Jika Jokowi mengeluarkan perppu KPK, para penumpang gelap ini akan meminta perppu-perppu lainnya. "Setelah ini, mereka akan memaksa perppu penolakan terhadap pimpinan KPK terpilih, setelah itu memaksa agar presiden Indonesia yang terpilih secara demokratis itu, tidak dilantik," tandasnya.

Sekjen PDIP Hasto Kristiyanto mengingatkan, revisi UU KPK adalah aspirasi rakyat yang didengar oleh Presiden Jokowi. Dia mengungkapkan, hasil jajak pendapat Litbang Kompas, lebih banyak rakyat yang mendukung revisi, yakni 44,9 persen ketimbang yang menolaknya, yakni 39,9. Selain itu, dalam hasil jajak pendapat itu, 64,7 persen responden setuju dengan ide Dewan Pengawas KPK. Itu artinya, Jokowi didukung rakyat.

Soal Dewan Pengawas ini tak lepas dari sikap dua mantan komisioner KPK, yakni Abraham Samad dan Bambang Widjojanto yang pernah berseberangan dengan presiden. Dia menilai, sikap keduanya menunjukkan wewenang KPK yang tanpa batas.

"Pernyataan Abraham Samad yang pernah akan menangkap Presiden sebagai cermin hadirnya kekuasaan KPK tanpa batas, negara di dalam negara, ke depan tidak boleh terjadi lagi," tegas Hasto, kemarin.

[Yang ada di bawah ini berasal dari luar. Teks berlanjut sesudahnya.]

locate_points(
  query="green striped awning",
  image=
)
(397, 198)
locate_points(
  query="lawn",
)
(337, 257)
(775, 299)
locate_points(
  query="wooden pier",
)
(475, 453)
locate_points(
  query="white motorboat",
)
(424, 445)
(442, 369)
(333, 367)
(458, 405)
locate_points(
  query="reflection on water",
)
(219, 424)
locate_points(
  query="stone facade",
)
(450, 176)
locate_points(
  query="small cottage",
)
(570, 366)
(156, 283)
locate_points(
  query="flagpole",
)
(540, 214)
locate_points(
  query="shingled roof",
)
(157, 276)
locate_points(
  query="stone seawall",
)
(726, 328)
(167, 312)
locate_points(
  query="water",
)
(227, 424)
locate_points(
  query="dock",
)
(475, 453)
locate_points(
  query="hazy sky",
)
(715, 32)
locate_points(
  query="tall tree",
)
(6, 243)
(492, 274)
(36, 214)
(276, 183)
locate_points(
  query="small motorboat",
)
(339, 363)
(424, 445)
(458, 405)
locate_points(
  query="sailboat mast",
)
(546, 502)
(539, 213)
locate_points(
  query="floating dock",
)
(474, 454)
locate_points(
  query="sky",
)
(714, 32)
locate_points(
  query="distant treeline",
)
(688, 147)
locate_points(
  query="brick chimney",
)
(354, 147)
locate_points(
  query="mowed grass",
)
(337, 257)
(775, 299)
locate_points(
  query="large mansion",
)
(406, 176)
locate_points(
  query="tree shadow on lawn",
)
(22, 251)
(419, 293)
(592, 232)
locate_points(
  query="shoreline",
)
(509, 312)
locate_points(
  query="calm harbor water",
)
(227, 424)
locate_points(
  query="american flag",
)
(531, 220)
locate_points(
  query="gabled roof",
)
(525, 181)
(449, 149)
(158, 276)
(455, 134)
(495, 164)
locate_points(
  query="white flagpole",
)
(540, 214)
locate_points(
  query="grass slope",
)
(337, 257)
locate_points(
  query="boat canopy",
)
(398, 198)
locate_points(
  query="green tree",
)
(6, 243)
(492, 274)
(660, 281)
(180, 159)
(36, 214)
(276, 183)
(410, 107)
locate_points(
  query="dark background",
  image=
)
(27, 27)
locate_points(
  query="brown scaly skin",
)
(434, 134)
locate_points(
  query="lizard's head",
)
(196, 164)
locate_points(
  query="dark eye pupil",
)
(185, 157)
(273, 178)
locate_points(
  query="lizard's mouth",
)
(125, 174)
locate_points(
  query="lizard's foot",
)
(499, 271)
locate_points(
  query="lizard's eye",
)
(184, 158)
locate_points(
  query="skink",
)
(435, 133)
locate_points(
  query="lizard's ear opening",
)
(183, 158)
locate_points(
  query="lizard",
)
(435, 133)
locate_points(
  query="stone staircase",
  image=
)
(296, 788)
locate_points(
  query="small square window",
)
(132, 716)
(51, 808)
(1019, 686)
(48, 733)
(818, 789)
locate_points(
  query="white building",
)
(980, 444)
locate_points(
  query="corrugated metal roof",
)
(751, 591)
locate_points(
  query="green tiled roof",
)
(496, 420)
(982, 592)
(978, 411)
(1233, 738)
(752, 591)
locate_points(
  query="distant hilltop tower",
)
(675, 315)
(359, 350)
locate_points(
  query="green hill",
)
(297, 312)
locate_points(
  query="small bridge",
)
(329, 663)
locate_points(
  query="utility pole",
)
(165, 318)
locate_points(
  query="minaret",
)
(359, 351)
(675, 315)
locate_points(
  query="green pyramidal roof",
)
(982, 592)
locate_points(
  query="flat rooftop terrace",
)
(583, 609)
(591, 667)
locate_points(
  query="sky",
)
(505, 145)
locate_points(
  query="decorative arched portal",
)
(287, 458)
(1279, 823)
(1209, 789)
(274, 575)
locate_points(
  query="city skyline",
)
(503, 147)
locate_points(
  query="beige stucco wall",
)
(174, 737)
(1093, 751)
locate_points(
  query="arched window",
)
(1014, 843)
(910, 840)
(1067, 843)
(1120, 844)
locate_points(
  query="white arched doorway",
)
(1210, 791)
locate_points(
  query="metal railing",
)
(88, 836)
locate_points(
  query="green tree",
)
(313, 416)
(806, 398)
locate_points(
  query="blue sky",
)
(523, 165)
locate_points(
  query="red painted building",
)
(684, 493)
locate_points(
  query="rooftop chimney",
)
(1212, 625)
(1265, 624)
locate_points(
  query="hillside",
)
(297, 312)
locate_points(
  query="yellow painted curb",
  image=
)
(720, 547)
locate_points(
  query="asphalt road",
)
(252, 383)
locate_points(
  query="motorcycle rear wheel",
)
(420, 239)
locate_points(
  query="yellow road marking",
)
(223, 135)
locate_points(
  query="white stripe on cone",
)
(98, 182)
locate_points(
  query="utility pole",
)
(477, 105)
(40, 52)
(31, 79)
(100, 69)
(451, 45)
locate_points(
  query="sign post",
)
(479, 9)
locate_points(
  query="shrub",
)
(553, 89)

PDIP pun mengingatkan Jokowi tak tergesa-gesa menerbitkan perppu KPK. Dia menyinggung, awalnya Jokowi dan seluruh partai politik yang ada di DPR sudah satu suara melakukan revisi terhadap UU Nomor 30 Tahun 2002 itu. "Maka mengubah undang-undang dengan perppu sebelum undang-undang itu dijalankan adalah sikap yang kurang tepat," ujar Hasto.

Baca juga : KBRI Paris Terus Gencarkan Pesona Warisan Budaya Indonesia

Dia meyakini, Jokowi tak akan menerbitkan perppu KPK sebelum berbicara dengan partai-partai politik yang ada di parlemen. Soal masukan sejumlah tokoh terkait perppu KPK yang disampaikan saat bertemu Jokowi Kamis (26/9) lalu, dianggap Hasto sekadar gagasan dan sifatnya sebagai aspirasi. Menkumham, Yasonna H Laoly juga tak setuju jika Presiden menerbitkan Perppu. "Belum sah undang-undang sudah ditekan terus dengan segala cara," keluh Yasonna, kemarin.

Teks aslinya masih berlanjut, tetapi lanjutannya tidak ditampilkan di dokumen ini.